March 24 - 27, 2010 | Prague, Czech Republic

Back to Baseline in Britain: Adaptation in the BHPS

Thursday, 25 March 2010: 17:25
Andrew Clark, PhD , Paris School of Economics, Paris, France
Yannis Georgellis, PhD , Business School, Bournemouth University, Bournemouth, United Kingdom
A recent paper (Clark et al., 2008) was arguably one of the first to trace out systematically the pattern of well-being leading up to and following a number of significant labour-market and life events, using large-scale long-run panel data. Their analysis sample of over 130,000 person-year observations in twenty waves of German Socio-Economic Panel (GSOEP) data revealed significant lags and lead effects. However, while the patterns in well-being were reasonably similar for men and women, they did differ noticeably between events. Complete adaptation was found for marriage, divorce, widowhood, birth of child, and layoff. The exception is unemployment, for which there was only little evidence of adaptation.

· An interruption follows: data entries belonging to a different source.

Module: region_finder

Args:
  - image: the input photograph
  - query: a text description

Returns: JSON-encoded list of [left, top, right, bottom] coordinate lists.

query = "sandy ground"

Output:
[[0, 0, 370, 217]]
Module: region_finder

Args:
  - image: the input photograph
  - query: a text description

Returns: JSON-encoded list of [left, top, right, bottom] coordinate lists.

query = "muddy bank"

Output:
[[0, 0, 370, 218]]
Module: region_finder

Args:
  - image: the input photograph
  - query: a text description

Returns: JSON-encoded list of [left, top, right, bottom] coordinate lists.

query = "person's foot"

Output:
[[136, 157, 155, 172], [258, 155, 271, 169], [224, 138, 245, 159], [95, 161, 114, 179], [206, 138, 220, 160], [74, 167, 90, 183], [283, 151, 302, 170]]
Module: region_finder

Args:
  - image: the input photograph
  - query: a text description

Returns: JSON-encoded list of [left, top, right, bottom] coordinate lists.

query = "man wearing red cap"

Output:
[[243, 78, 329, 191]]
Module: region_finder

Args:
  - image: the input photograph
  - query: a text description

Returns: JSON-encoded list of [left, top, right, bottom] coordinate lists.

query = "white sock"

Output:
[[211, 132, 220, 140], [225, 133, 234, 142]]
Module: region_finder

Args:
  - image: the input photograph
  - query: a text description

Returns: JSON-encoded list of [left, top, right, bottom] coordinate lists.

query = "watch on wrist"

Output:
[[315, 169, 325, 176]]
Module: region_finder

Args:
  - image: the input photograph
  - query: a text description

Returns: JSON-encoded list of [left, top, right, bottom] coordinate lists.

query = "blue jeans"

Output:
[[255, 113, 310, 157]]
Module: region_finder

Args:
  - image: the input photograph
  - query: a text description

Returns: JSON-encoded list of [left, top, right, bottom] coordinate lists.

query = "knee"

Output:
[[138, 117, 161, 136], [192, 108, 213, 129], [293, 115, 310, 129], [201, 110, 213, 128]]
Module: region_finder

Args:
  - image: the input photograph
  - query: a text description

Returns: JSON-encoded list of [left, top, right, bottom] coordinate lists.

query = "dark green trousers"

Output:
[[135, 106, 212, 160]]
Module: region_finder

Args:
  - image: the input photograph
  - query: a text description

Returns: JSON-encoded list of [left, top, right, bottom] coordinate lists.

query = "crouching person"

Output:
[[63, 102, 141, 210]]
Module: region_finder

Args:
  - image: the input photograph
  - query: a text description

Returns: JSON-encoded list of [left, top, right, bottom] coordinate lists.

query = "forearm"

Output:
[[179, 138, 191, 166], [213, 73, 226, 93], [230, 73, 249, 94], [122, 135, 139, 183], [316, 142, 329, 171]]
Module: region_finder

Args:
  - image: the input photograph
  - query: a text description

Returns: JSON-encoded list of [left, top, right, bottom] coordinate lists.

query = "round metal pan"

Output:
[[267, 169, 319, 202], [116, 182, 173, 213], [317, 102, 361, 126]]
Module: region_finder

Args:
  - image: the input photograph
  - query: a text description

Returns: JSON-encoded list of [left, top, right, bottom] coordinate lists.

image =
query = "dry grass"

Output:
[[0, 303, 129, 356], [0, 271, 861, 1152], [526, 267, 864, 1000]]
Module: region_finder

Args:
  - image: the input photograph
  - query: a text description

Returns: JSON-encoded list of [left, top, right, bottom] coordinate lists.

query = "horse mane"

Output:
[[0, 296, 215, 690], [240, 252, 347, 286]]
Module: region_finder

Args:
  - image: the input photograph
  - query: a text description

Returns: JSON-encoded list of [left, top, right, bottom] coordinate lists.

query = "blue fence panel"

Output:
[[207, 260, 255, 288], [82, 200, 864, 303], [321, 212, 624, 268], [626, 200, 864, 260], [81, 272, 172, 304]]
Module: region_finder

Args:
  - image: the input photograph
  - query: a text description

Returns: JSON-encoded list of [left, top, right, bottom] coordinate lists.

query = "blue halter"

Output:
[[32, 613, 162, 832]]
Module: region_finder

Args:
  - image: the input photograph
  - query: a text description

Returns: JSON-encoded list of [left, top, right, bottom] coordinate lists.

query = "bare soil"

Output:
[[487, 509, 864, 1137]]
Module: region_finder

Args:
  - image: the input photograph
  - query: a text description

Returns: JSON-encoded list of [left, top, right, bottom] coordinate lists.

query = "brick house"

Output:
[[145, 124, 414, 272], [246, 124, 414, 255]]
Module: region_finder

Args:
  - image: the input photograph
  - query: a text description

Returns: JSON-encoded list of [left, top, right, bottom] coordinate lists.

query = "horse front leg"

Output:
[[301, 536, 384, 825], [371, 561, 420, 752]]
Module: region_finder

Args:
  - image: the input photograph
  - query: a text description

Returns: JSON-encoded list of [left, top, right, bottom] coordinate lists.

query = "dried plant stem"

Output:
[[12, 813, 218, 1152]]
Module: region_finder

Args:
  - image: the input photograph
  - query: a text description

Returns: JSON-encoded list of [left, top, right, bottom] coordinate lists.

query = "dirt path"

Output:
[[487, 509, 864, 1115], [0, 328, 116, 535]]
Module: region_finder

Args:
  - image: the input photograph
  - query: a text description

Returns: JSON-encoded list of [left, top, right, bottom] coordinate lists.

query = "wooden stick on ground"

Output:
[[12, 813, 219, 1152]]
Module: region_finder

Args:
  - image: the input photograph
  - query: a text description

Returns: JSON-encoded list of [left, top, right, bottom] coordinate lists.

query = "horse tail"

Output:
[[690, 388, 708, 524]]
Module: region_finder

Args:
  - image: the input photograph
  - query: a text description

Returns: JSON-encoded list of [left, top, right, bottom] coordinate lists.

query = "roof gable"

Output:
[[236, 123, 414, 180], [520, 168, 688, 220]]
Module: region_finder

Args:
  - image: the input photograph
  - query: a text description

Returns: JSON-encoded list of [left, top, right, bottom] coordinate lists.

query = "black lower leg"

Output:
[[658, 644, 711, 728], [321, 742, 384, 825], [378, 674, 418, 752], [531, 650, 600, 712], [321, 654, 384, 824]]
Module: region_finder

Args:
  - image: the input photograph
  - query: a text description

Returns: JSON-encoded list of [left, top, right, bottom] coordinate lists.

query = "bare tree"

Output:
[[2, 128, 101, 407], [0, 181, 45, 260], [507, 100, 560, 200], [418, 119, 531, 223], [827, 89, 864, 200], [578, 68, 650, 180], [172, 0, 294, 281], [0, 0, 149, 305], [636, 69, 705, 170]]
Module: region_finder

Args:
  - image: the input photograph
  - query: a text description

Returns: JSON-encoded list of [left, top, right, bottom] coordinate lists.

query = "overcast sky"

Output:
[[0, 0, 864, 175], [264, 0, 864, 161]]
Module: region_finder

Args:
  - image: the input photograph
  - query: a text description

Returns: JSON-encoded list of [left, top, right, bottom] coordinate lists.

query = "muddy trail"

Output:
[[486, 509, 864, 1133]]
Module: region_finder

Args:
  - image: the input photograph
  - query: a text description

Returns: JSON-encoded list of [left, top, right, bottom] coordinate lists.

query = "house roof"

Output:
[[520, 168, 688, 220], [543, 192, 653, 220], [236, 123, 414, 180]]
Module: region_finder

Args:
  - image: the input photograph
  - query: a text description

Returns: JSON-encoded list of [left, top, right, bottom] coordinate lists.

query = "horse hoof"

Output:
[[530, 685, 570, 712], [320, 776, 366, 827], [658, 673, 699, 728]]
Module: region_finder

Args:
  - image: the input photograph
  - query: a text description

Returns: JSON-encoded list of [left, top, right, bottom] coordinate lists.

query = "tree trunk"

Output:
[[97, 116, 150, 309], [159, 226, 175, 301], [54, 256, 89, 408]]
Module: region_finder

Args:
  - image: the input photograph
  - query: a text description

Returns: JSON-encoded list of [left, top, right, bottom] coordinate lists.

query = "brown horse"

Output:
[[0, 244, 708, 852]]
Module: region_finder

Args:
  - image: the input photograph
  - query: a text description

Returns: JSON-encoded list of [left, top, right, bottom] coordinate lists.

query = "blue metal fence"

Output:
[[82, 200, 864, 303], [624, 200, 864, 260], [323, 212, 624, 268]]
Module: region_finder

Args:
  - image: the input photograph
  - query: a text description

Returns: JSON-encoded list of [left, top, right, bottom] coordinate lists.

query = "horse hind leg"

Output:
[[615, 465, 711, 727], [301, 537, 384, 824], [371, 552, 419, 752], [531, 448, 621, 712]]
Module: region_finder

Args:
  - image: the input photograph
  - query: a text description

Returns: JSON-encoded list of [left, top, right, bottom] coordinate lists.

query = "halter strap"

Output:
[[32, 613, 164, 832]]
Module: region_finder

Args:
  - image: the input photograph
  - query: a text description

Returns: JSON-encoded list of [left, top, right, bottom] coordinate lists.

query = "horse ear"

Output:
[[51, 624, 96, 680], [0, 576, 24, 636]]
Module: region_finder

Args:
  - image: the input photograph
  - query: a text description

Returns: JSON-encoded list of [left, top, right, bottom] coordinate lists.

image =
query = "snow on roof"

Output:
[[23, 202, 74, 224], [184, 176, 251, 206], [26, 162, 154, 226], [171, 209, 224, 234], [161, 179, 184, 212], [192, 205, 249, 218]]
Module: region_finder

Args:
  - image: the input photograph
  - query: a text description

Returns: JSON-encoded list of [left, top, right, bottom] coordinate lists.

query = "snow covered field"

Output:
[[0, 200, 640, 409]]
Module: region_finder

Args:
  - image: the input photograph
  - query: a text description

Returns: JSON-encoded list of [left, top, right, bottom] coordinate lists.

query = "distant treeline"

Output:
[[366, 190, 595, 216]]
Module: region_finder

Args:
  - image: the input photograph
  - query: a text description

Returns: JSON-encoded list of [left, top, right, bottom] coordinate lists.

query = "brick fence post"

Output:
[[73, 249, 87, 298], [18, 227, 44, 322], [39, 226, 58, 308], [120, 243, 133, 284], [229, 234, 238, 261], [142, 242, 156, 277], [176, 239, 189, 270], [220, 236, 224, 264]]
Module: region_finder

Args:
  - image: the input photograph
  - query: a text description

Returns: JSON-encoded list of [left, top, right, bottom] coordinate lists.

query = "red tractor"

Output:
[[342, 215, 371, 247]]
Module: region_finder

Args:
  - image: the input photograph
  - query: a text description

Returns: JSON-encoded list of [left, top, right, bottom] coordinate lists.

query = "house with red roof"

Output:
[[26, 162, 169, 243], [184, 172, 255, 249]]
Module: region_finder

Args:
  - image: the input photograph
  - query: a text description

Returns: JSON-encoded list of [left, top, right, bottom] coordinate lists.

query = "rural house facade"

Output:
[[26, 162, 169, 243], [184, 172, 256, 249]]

The information provided in Clark et al. is novel, but inspires a number of questions. First, are these striking patterns of adaptation (or not) specific to Germany, or are they broadly representative? Second, the analysis was based on a single-item measure of well-being (life satisfaction). In the light of the strong preference expressed by Psychologists for multi-item measures of individual well-being, should single-item results be regarded with some suspicion?
This paper brings some responses to both of these questions. While we do not have harmonised data over a variety of countries that will allow us to replicate the analysis in Clark et al. (which requires relatively long-run panel data including a measure of individual overall subjective well-being), we can apply the method used for the GSOEP data to another well-known long-run panel survey: the British Household Panel Survey (BHPS). This latter does include (at least from Wave Six onwards) an overall life satisfaction question similar to that used by Clark et al. for the analysis of the GSOEP data. However, it also includes a psychological measure of mental stress (the 12-item General Health Questionnaire, or GHQ-12). Our results suggest that the phenomenon of adaptation may be a general one, rather than being only found in German data or using single-item measures. Specifically, the adaptation graphs that result from our analysis of the BHPS data are remarkably similar to those found in previous analysis of the GSOEP.